At this point I focused in on what I wanted to do with computer vision. My brother and I had been following Overwatch League for the last few years and had recently started getting together and watching the games. A constant source of annoyance for us has been how terrible the casters are at filling time. (This was especially insulting because the Starcraft casters were soooo much better.) I figured, what the hell, let’s try to apply computer vision to this problem. Let’s skip the casters filling time and any down time between matches.
I followed Vidhya’s tutorial pretty closely and wanted to move on to the next logical stage of my project where I would write out a video file. I got a little stuck here not realizing that I needed a different package other than cv2 to write audio, but after some false starts I found moviepy. Moviepy seemed like the perfect tool that wasn’t going to get as complicated as ffmpeg while still being able to do the tasks that I was looking for. The library home page included a gallery of example scripts and I found this example which was exactly what I needed. I followed along with their example and then moved to write my own. I ended up with a video that cut out about 20 minutes of video. I was pleased with my results but there were still some serious issues and misclassifications.
Above is a short video of the intro. Why did it keep all that? Why does it randomly skip, still to the casters talking? Overall, I was pleased I made something with computer vision, but it wasn’t very good. I went back to the drawing board and decided to drop the pretrained VGG16 model for a self-built model following a default approach set out in the Udemy course linked above. The model improves pretty drastically. In the video below, I show a clip where it is working pretty well, but we are skipping some of the start of gameplay chunks (and the end of some gameplay chunks.)
So, I added a window of 30 seconds around each clip. My next goal was to improve the amount of time it took to make predictions. My current code was based on the Analytics Vidhya example which used 5 minute clips. All told, that ended up with 300 frames held in memory while my average clip length is somewhere around 2 hours with something like 7000 frames which is back breakingly slow. I knew I could do something with a datagenerator and flow_from_directory, but I didn’t have any concrete examples to walk through.
I followed the documentation but ended up tripping over myself in a couple of different places. Firstly, I couldn’t get my generator to find any pictures because I didn’t read enough of the documentation to know that the image_generator.flow_from_directory still expects the images to be in a subdirectory even when they have no assigned class. It was an easy enough fix once I figured it out, but all of a sudden I was getting garbage predictions that didn’t make any sense. I kept comparing it to my prior memory intensive method and could understand what was happening. After some hair pulling and a lot of wasted backtracking I ran test_generator.filenames And uh-oh, I saw the problem and also duh! Of course it reads them in the order 0, 1, 10,100,1000,2,20… I needed to pad my numbers. I followed a stack exchange article to fix that problem and updated the code that cut up the frames accordingly so I wouldn’t have to do it again.

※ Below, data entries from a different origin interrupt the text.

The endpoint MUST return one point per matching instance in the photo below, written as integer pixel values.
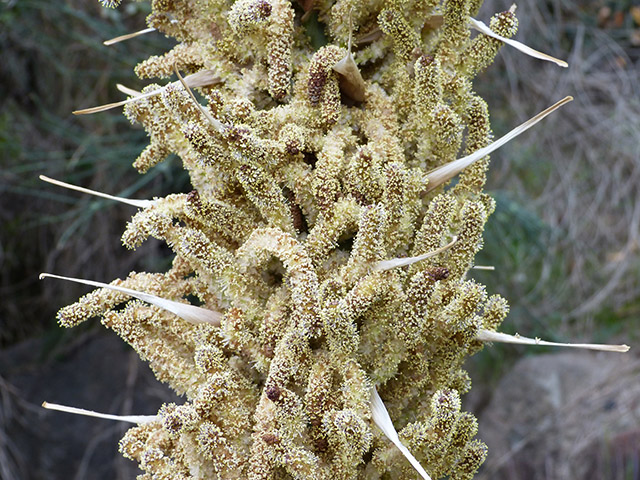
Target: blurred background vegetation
(563, 240)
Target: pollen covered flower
(322, 257)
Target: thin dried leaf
(189, 313)
(137, 419)
(491, 336)
(482, 27)
(445, 172)
(381, 418)
(402, 262)
(128, 201)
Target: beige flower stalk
(336, 210)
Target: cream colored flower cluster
(323, 240)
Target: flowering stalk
(329, 257)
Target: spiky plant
(325, 243)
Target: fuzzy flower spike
(325, 256)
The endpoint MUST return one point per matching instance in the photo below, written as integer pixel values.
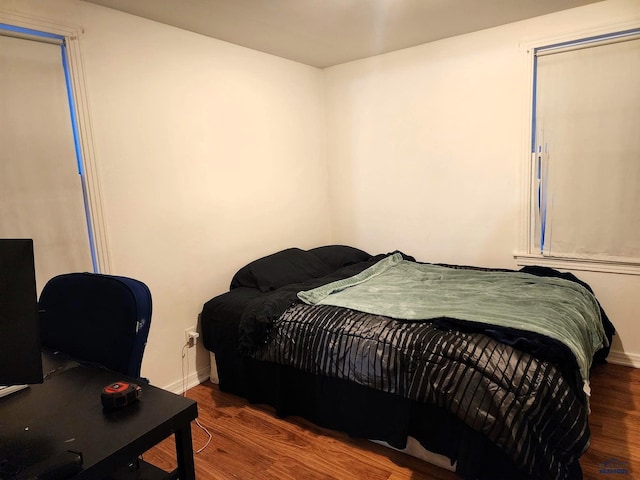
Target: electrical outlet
(191, 336)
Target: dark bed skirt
(365, 413)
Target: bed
(485, 368)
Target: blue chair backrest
(96, 318)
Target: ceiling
(323, 33)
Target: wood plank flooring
(249, 442)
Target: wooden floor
(249, 442)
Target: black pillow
(286, 267)
(338, 256)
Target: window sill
(563, 263)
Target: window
(43, 192)
(585, 145)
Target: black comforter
(518, 389)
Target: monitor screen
(20, 357)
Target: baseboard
(626, 359)
(193, 379)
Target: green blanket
(396, 288)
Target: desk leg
(184, 454)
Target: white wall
(209, 155)
(427, 146)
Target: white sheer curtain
(588, 145)
(40, 188)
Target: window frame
(527, 253)
(70, 34)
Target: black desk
(65, 413)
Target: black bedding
(490, 398)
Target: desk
(65, 413)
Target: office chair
(96, 318)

Success! My output video had maintained it’s quality and now ran much faster. In the above clip you can really see that 30 sec window before and after gameplay. The two major speedbumps are the training of the model, something I am only having to do each time since I keep adding to the training and validation data, and writing out the final video. I think I can get faster at writing out the final video using a callout to the commandline implementation of ffmpeg, but I have set that aside for the time being.
Instead, my next steps for this project are to
1) Make a callout to youtube.dl for the video file I want to predict so I can keep it all in this one notebook
2) Continue to add more training data - all of this data has been from the week 15 regular season. There could very well be different indicators of “not gameplay” in earlier weeks or years of the league.
3) Add in some sort of transition between cuts. As it stands right now, all of the cuts are hard and don’t look the best. I looked around and it seems that moviepy should be able to do it, but my one attempt thus far didn’t knit together all the way. This is probably my top priority even though it’s number three on the list.
4) I need to add weights to the data. Game play tends to happen a little less than twice as often, so the model should weigh correct predictions of not gameplay higher.
5) I probably should play around with both my smoothing function and my window of time on either side of a clip to keep. Just aesthetically, I bet I can make the clips feel smoother with more time on those values.